= Jasper Kent =

English author and composer

Jasper Kent (born 1968) is an English author and composer. As a composer his work is generally in the field of musical theatre and his novel series include the Danilov Quintet and the Charlie Woolf Mysteries.

== Biography ==
Born in Worcestershire, England, Jasper was educated at King Edward's School, Birmingham and read Natural Sciences (specializing in theoretical physics) at Trinity Hall, Cambridge. After graduating he worked as a software developer and consultant focusing on object-oriented languages such as C++ and C# and template metaprogramming. Notable clients have included Citigroup, Deloitte and Touche, BP, Hughes Aircraft and the UNICC. Jasper also provides training courses for Learning Tree International.

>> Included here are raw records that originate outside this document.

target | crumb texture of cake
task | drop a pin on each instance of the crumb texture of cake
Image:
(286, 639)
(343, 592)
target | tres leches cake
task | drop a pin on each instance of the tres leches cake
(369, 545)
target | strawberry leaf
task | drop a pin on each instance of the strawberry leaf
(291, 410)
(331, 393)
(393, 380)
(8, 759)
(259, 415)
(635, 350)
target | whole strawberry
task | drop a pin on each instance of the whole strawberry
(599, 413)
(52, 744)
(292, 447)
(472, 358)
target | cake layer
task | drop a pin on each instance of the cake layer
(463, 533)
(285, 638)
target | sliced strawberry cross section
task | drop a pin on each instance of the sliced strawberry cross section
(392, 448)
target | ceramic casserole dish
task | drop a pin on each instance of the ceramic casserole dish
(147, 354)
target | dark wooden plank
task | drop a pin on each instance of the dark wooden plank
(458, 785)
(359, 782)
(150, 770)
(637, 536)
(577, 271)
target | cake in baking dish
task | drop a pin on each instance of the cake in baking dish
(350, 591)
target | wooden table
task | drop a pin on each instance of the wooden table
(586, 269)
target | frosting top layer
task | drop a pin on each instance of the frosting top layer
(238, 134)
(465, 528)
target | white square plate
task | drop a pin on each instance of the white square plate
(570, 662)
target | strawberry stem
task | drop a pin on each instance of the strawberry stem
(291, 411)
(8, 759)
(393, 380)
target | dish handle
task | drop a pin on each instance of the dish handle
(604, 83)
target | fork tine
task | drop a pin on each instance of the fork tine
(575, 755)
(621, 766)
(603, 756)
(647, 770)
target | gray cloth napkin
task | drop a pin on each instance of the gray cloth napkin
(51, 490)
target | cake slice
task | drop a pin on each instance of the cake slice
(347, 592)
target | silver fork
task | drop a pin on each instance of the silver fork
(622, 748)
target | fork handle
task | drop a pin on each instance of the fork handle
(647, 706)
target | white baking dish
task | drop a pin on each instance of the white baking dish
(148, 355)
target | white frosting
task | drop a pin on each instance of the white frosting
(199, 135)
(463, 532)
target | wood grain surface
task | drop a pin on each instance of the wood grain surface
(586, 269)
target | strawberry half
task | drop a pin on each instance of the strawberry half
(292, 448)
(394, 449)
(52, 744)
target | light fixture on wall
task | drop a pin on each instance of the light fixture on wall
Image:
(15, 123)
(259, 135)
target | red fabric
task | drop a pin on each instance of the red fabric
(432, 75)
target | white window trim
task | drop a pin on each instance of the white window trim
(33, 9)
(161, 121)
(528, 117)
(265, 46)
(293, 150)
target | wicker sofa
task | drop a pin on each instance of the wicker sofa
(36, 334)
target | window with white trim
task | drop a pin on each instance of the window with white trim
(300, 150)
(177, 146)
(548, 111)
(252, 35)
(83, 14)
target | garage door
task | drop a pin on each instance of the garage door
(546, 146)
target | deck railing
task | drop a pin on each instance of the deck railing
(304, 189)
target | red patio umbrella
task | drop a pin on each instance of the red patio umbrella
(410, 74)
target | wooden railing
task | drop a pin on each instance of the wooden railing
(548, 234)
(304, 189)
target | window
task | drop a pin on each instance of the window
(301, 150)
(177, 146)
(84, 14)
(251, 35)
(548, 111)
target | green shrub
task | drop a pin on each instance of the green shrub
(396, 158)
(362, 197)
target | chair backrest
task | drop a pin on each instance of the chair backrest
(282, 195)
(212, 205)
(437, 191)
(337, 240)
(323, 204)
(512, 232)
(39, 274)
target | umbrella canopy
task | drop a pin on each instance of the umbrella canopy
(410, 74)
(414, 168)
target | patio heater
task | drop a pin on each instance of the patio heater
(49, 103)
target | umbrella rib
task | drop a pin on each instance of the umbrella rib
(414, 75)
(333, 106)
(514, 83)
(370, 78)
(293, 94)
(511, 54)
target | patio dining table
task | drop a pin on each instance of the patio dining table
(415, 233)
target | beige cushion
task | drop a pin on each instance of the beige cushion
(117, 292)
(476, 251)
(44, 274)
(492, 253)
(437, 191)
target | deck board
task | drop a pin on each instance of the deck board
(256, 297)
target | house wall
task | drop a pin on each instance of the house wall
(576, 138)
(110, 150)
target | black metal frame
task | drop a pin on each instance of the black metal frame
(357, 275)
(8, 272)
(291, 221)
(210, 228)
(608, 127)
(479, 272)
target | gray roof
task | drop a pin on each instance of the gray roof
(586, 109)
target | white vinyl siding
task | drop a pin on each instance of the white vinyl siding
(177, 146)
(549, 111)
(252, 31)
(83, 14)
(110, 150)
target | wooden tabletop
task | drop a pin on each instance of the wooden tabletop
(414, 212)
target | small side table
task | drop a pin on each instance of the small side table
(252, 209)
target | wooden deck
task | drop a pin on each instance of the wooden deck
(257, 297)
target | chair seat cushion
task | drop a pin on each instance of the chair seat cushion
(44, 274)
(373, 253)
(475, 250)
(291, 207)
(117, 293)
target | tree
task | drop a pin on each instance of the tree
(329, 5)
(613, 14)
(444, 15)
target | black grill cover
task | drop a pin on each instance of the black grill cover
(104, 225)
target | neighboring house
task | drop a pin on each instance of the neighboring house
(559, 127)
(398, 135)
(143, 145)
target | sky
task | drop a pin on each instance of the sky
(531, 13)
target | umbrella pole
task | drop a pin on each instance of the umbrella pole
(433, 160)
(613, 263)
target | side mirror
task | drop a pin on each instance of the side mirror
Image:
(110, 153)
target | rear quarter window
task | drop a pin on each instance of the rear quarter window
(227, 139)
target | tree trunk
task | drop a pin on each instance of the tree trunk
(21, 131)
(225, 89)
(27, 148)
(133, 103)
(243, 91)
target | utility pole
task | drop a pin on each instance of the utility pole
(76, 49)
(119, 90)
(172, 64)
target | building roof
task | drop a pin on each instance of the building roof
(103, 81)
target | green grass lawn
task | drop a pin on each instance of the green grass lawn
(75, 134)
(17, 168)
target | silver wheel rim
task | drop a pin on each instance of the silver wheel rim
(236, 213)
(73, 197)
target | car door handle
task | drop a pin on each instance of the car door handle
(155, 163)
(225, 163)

Kent has worked for almost twenty years in musical theatre as a singer, instrumentalist, musical director and composer. He has performed backing vocals for various artistes including Hinge and Bracket, Stig Rossen and Russell Watson and in the role of musical director has conducted, amongst others, Lucy Montgomery and Daniel Boys.

His four complete musicals are Writer's Cramp and Malvolio's Revenge (both written with Robert Renton) and The Promised Land and Remember! Remember! (with Robert Piatt and Robert Starr). The Promised Land was commissioned for and performed as part of the Jerusalem 3000 celebrations in 1996. Remember! Remember!, a musical dramatization of the events of the Gunpowder Plot of 1605, has been produced as a studio CD recording and was premiered in Lewes, Sussex, England in October 2008.

Jasper lives in the coastal Sussex town of Brighton.

== Novels ==

Jasper is best known as the author of Twelve, a supernatural historical thriller set during Napoleon’s invasion of Russia in 1812. The website Fantasy Book Review has ranked Twelve in sixth place in its list of all-time greatest historical fantasy novels. It has been translated into French, Polish, Italian and Turkish.

Twelve is the first novel in the Danilov Quintet, which spans Russian history from the French invasion of 1812 to the Russian Revolution of 1917. The second instalment, Thirteen Years Later, culminating in the Decembrist Uprising of 1825, was released in the UK in 2010, the third, The Third Section, in 2011 and the fourth, The People's Will, in 2013. The last book of the series, The Last Rite, was published in 2014.

Late Whitsun is the first Charlie Woolf Mystery, set in Brighton, England in 1938. It was published in 2016 and blends aspects of both murder mystery and espionage. Two further stories in the series have working titles of The Stalactite Man and To Muddy Death (a reference to the death of Ophelia in Hamlet).

Additionally, Jasper has written two as yet unpublished novels, Yours Etc., Mr Sunday, a murder mystery set in Brighton, and Sifr, a contemporary thriller encompassing cryptography and the discoveries of Roger Bacon.

== Published works ==

Books

The Danilov Quintet
- "Twelve" (2009)
- "Thirteen Years Later" (2010)
- "The Third Section" (2011)
- "The People's Will" (2013)
- "The Last Rite" (2014)

Charlie Woolf
- Kent, Jasper (2016). "Late Whitsun"

Albums
- (2005) Remember! Remember! 2 Bob Productions.